= Adaptive equalizer =

An adaptive equalizer is an equalizer that automatically adapts to time-varying properties of the communication channel. It is frequently used with coherent modulations such as phase-shift keying, mitigating the effects of multipath propagation and Doppler spreading.

Adaptive equalizers are a subclass of adaptive filters. The central idea is altering the filter's coefficients to optimize a filter characteristic. For example, in case of linear discrete-time filters, the following equation can be used:
$\mathbf{w}_{opt} = \mathbf{R}^{-1}\mathbf{p}$
where $\mathbf{w}_{opt}$ is the vector of the filter's coefficients, $\mathbf{R}$ is the received signal covariance matrix and $\mathbf{p}$ is the cross-correlation vector between the tap-input vector and the desired response. In practice, the last quantities are not known and, if necessary, must be estimated during the equalization procedure either explicitly or implicitly.
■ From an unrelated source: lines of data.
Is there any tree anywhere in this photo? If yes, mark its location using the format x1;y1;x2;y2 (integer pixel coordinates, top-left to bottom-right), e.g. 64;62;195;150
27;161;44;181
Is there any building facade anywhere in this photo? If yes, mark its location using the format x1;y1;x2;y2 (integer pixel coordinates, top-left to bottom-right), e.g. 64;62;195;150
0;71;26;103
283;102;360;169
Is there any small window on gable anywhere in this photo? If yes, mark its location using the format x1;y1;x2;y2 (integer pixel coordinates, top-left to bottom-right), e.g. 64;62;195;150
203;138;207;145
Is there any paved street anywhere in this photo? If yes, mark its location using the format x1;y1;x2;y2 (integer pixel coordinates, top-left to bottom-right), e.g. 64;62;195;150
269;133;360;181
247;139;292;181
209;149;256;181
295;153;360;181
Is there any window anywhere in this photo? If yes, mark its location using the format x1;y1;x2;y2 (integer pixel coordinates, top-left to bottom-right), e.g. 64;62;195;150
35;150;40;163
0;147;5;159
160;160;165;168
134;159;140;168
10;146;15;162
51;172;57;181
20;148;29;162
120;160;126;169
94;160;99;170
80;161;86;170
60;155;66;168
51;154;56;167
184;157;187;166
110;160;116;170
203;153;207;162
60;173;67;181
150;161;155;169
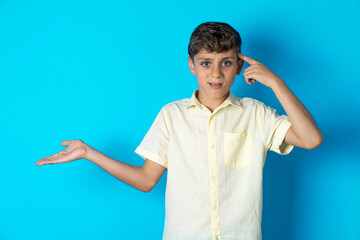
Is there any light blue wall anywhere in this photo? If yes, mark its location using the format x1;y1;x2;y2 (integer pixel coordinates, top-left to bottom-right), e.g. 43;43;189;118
0;0;360;240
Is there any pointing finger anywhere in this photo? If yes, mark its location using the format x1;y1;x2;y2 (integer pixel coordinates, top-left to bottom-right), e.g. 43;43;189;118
238;53;258;65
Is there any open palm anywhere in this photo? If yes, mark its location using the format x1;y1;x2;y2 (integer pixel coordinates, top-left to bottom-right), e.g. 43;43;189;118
36;140;86;166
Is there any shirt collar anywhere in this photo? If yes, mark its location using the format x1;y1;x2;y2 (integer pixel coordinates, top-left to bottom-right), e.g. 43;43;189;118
183;89;241;109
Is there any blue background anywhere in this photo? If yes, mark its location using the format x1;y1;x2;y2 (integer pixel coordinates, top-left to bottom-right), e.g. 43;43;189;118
0;0;360;240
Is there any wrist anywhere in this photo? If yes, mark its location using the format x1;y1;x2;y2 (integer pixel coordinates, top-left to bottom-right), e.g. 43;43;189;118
270;77;286;92
83;143;94;161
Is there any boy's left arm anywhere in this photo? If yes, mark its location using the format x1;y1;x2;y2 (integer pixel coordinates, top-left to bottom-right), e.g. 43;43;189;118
238;53;323;149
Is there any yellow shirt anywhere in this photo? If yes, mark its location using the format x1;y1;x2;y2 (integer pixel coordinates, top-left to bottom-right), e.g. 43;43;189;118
135;90;293;240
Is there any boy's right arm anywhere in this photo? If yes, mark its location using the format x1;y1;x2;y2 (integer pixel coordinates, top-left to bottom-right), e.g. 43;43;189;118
36;140;166;192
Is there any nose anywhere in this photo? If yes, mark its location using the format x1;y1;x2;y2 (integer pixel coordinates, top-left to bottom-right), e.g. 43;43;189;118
212;66;223;78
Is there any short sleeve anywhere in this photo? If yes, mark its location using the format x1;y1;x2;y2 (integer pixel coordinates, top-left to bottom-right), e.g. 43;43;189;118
257;103;294;155
135;108;169;168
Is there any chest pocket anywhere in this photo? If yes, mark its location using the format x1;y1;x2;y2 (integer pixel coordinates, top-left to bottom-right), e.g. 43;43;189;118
224;132;254;169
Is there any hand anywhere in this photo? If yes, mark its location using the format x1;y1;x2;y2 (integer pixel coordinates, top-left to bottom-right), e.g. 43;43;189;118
238;53;281;88
36;140;86;166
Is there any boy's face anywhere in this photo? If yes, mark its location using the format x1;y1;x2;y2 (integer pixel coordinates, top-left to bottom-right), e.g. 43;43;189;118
188;49;243;102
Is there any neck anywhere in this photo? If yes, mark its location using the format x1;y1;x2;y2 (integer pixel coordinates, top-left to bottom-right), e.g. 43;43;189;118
196;92;230;112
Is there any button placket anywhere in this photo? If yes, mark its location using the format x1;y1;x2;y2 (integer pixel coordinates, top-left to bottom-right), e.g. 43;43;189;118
208;115;221;239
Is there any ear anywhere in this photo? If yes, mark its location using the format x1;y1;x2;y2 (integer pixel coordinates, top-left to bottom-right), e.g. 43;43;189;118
236;58;244;75
188;57;195;75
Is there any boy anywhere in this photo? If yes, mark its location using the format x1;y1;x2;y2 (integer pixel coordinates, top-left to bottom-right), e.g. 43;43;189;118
37;22;323;240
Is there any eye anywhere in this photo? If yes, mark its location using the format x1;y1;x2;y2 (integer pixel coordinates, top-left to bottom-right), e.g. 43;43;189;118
223;61;232;67
201;62;210;67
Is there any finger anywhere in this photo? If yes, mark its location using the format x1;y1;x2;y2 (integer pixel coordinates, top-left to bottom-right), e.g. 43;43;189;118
244;73;256;85
238;53;258;65
244;69;256;75
244;65;256;73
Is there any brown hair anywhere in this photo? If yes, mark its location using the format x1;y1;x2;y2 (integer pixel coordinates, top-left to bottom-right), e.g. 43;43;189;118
188;22;241;60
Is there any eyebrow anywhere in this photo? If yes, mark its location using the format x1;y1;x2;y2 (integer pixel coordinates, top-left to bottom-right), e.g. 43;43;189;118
198;57;235;61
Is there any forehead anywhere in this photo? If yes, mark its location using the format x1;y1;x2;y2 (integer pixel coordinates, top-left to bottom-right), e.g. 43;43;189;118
194;49;237;59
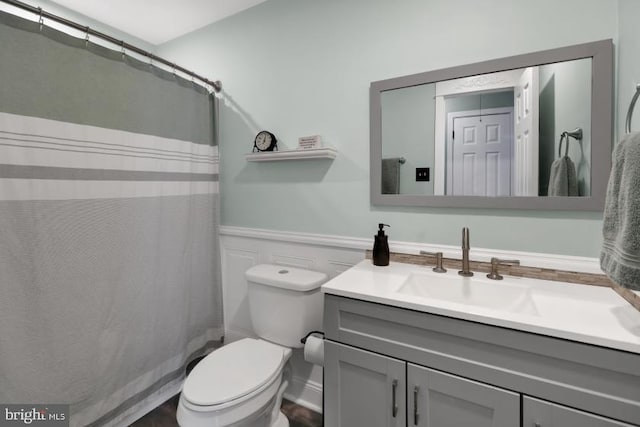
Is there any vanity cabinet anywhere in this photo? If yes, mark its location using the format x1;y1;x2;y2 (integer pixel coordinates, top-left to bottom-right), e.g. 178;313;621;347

Many adaptation strategies exist. They include, e.g.:

- Least mean squares filter (LMS) Note that the receiver does not have access to the transmitted signal $x$ when it is not in training mode. If the probability that the equalizer makes a mistake is sufficiently small, the symbol decisions $d(n)$ made by the equalizer may be substituted for $x$.
- Stochastic gradient descent (SG)
- Recursive least squares filter (RLS)

| The mean square error performance of LMS, SG and RLS in dependence of training symbols. Parameter $\mu$ denotes step size, and $\lambda$ means forgetting factor. | The mean square error performance of LMS, SG and RLS in dependence of training symbols in case of changed during the training procedure channel. Signal power is 1 W, noise power is 0.01 W. |

A well-known example is the decision feedback equalizer, a filter that uses feedback of detected symbols in addition to conventional equalization of future symbols. Some systems use predefined training sequences to provide reference points for the adaptation process.